Sanchia, Glyde said, was well and in London. She was living in a street off Berkeley Square, with an old lady who wore side-curls and shawls, and drove out every afternoon in a barouche with two stout horses and two lean men-servants. Sanchia sometimes accompanied her, stiff and pliant at once, bright-eyed and faintly coloured. She was taken about to parties also, and to the opera--and very often there were parties at the old lady's house--carriage-company, and gentleman in furred coats, who came in hansom cabs. He thought that she had suitors. There was a tall, thin man who came very often in the afternoons. He was sallow and melancholy, and wore a silk muffler day and night. Glyde thought that he was a foreigner, perhaps a Hungarian or Pole.

He had seen Sanchia often, but she could not have caught a glimpse of him. He admitted that he had haunted the house, had seen her come out and go in, knew when she dressed for dinner and when she went to bed. Long practice had acquainted him with the significance of light and darkness seen through chinks in shutters. “I know her room,” he said, “and the times of her lights. She looks out over the streets towards the Park twice every night--once when she is dressed, and once before she goes to bed. It is as if she is saying her prayers. She looks long to the west, very seriously. I think her lips move. I believe that she always does it.” Senhouse, who may have been listening, bowed his head to his knees, below his clasped hands.

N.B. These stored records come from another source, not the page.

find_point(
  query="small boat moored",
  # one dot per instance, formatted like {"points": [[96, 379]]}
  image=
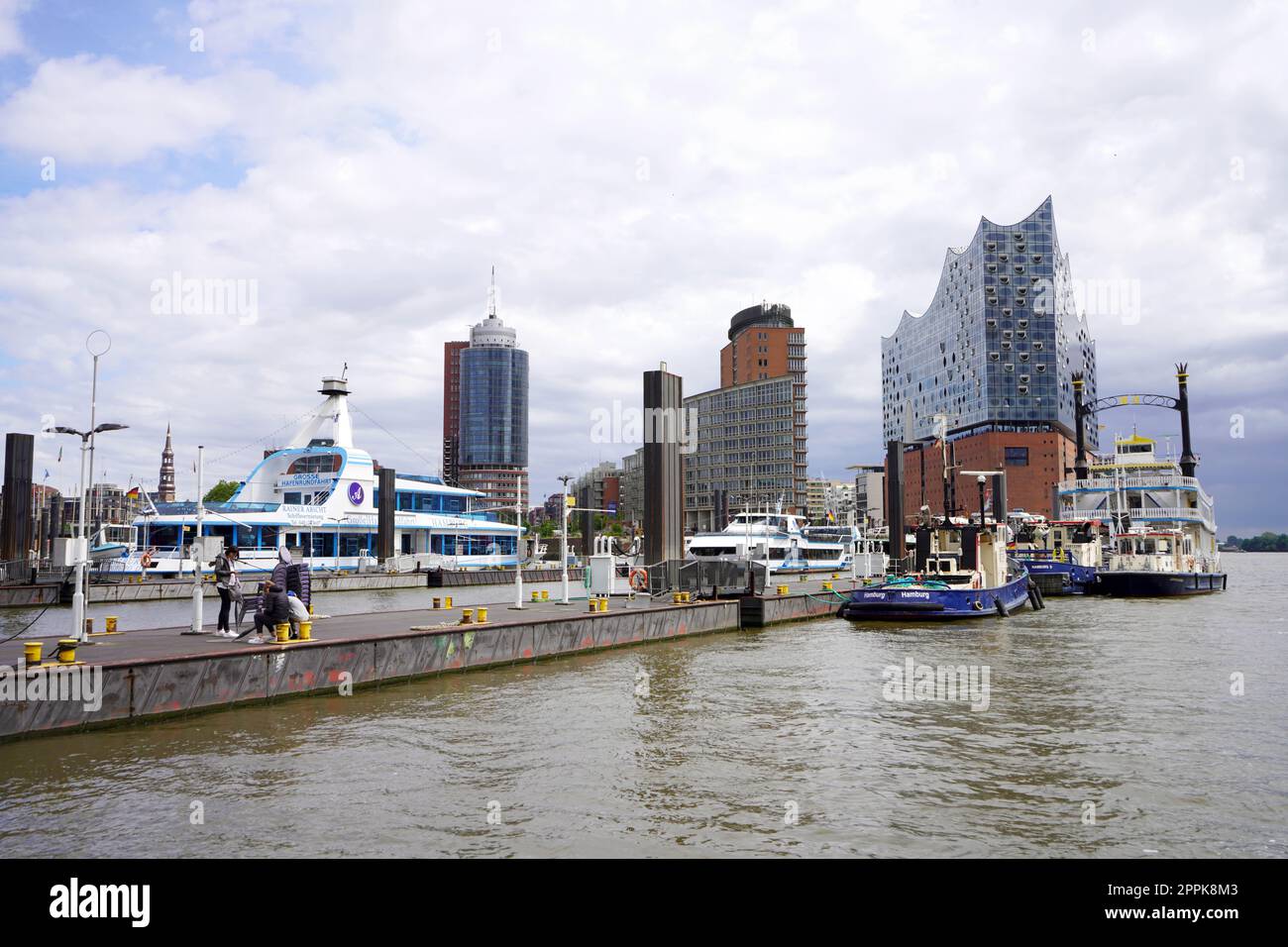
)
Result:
{"points": [[961, 573]]}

“Twice she looked full at me without knowing me. Why should she know me now? Her pale and serious face, master, was as beautiful as the winter moon, as remote from us and our little affairs. No words of mine can express to you the outward splendour of her neck and bosom. She was uncovered for a party at the house. In the morning she came out to walk. You know her way, how she glides rather than seems to move her feet--the soaring, even motion of a sea-bird. She walked across the Park, and I followed, praising God, whose image she is. On the further side the Pole met her in his furs, and she walked with him for an hour in the sun. She had no wrappage to hide her blissful shape. Close-fitted, erect, free-moving, gracious as a young birch-tree. Master, she is the Holy One.”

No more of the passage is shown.